"Section 30 orders are made by the Queen, on the advice of the UK Government, having first been approved in draft by the Scottish Parliament, House of Commons and House of Lords".
But in order to do so, she needs the UK Government to agree to a Section 30 order, which gives the Scottish Parliament the right to hold a legally-binding vote.
The rallying call to union supporters comes as SNP deputy leader told delegates a second referendum on Scottish independence is going to happen.
"In other words, the margin will be more than 45-55, which is why I am not entirely sure that this referendum will go ahead at any point".
For the SNP this argument about who has the right to decide when or if Scotland can have another referendum is an example of why Scotland should leave the UK.
She is launching a "Plan for Britain". "We've had a great history together, I believe we have a great future together", she said.
In her speech at the Conservative Spring Forum in Cardiff on Friday, she said that the SNP was passing the buck between Brussels, London and Edinburgh. So, will she talk about holding a vote in the future?
Support for Scottish independence is at its highest ever but it might not be the best time for Scottish First Minister Nicola Sturgeon to hold a new referendum, a survey by ScotCen's Scottish Social Attitudes said on Wednesday (15 March).

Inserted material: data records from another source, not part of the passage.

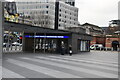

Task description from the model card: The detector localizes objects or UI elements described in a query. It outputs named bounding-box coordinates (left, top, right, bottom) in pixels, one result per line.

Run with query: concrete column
left=0, top=1, right=3, bottom=59
left=118, top=1, right=120, bottom=19
left=0, top=1, right=4, bottom=79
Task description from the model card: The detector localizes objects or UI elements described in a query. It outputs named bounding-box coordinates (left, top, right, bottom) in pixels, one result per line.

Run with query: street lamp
left=114, top=31, right=120, bottom=52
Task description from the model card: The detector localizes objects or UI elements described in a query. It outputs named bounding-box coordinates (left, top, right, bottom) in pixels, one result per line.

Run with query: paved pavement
left=2, top=51, right=118, bottom=78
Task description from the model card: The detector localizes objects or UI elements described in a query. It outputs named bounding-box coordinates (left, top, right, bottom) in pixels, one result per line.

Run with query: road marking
left=49, top=56, right=118, bottom=68
left=22, top=57, right=118, bottom=78
left=7, top=58, right=81, bottom=78
left=36, top=56, right=118, bottom=72
left=2, top=68, right=25, bottom=78
left=64, top=56, right=118, bottom=64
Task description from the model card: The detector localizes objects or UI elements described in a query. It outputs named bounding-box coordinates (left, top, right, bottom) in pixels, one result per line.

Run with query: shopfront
left=4, top=22, right=92, bottom=53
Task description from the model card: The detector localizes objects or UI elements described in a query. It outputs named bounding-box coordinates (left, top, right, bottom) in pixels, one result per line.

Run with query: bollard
left=100, top=47, right=102, bottom=51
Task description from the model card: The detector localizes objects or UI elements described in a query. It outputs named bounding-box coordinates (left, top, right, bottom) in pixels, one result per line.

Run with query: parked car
left=12, top=42, right=22, bottom=46
left=90, top=44, right=105, bottom=50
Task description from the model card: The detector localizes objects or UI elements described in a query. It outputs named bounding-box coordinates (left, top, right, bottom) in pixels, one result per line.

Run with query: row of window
left=59, top=14, right=77, bottom=21
left=59, top=22, right=77, bottom=26
left=20, top=11, right=53, bottom=14
left=18, top=5, right=54, bottom=9
left=59, top=4, right=78, bottom=12
left=59, top=9, right=78, bottom=17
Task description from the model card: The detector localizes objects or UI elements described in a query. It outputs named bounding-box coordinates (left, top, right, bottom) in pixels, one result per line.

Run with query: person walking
left=69, top=45, right=72, bottom=56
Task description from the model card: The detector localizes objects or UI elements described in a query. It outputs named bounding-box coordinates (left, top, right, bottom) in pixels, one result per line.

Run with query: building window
left=59, top=14, right=61, bottom=16
left=46, top=6, right=49, bottom=8
left=59, top=19, right=61, bottom=21
left=46, top=11, right=48, bottom=14
left=59, top=9, right=61, bottom=12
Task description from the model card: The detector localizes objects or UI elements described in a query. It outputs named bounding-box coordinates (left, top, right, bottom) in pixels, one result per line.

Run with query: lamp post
left=115, top=31, right=120, bottom=52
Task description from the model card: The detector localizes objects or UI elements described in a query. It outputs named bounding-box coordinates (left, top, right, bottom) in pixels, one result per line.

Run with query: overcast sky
left=5, top=0, right=120, bottom=27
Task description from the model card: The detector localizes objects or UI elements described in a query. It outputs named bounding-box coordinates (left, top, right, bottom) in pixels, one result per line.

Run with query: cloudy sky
left=6, top=0, right=120, bottom=27
left=76, top=0, right=120, bottom=27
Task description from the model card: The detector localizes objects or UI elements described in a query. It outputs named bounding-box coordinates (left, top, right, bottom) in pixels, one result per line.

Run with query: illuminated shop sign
left=25, top=35, right=69, bottom=38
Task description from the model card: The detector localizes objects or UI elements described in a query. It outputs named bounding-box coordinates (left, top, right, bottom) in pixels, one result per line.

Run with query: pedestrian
left=69, top=45, right=72, bottom=56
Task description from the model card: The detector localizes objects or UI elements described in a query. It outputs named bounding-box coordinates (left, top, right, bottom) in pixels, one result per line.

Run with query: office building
left=15, top=0, right=78, bottom=29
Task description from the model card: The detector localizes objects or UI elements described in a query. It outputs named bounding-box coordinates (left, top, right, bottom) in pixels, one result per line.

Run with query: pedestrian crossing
left=2, top=55, right=118, bottom=78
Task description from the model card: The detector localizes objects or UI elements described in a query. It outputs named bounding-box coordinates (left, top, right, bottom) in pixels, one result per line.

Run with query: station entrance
left=24, top=34, right=70, bottom=53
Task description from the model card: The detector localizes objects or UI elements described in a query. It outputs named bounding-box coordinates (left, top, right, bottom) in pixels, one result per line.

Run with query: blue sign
left=25, top=35, right=69, bottom=38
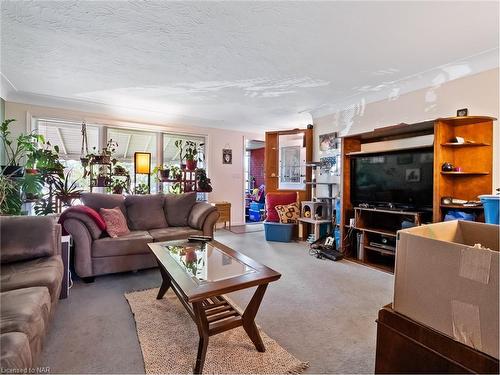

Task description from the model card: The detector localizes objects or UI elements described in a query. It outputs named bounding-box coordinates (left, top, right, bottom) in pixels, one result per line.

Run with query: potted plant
left=196, top=168, right=212, bottom=193
left=111, top=178, right=130, bottom=194
left=175, top=139, right=186, bottom=169
left=53, top=171, right=83, bottom=207
left=27, top=142, right=64, bottom=177
left=89, top=139, right=118, bottom=164
left=153, top=165, right=170, bottom=182
left=169, top=165, right=182, bottom=181
left=0, top=119, right=43, bottom=177
left=0, top=174, right=22, bottom=215
left=184, top=141, right=198, bottom=171
left=21, top=173, right=44, bottom=201
left=113, top=165, right=129, bottom=176
left=135, top=184, right=149, bottom=195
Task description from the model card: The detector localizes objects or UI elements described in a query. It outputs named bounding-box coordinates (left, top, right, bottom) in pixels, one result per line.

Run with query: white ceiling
left=1, top=1, right=499, bottom=131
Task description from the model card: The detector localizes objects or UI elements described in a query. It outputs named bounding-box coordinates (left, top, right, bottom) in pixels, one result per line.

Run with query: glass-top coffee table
left=149, top=240, right=281, bottom=374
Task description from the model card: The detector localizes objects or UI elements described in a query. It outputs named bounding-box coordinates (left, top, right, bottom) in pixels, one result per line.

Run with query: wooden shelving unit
left=340, top=116, right=496, bottom=268
left=351, top=207, right=430, bottom=271
left=441, top=142, right=491, bottom=148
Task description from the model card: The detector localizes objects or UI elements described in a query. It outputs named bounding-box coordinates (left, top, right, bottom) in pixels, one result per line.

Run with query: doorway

Speaking at the event, Scotland in Union chief executive Graeme Pearson said: "I'm here today to say independence is not inevitable".
"Right now we should be working together, not pulling apart", May told British television. "So I'm up for continued discussions".
" The 2014 referendum was legal and fair, but a wildcat version - as so many SNP members seem to want - would be anything but". That would have no legal standing and it could be challenged in the courts.
But doing so would run the risk of a landslide win for independence, potentially handing the SNP the political initiative.
Mundell said there would be no negotiations on Section 30, a procedure that allows the Scottish parliament to legislate for an independence referendum.
He declined to clarify if or when a vote could take place.
"If the Bill was then passed there would be a four-week "standstill" period prior to Royal Assent, in which any of the Law Officers - the Lord Advocate in the Scottish Government, and the Advocate General and Attorney General in the UK Government - could ask the Supreme Court to decide whether the Bill was within competence".
Deputy First Minister John Swinney will address domestic Scottish matters as the parties in Scotland prepare for May's local government elections.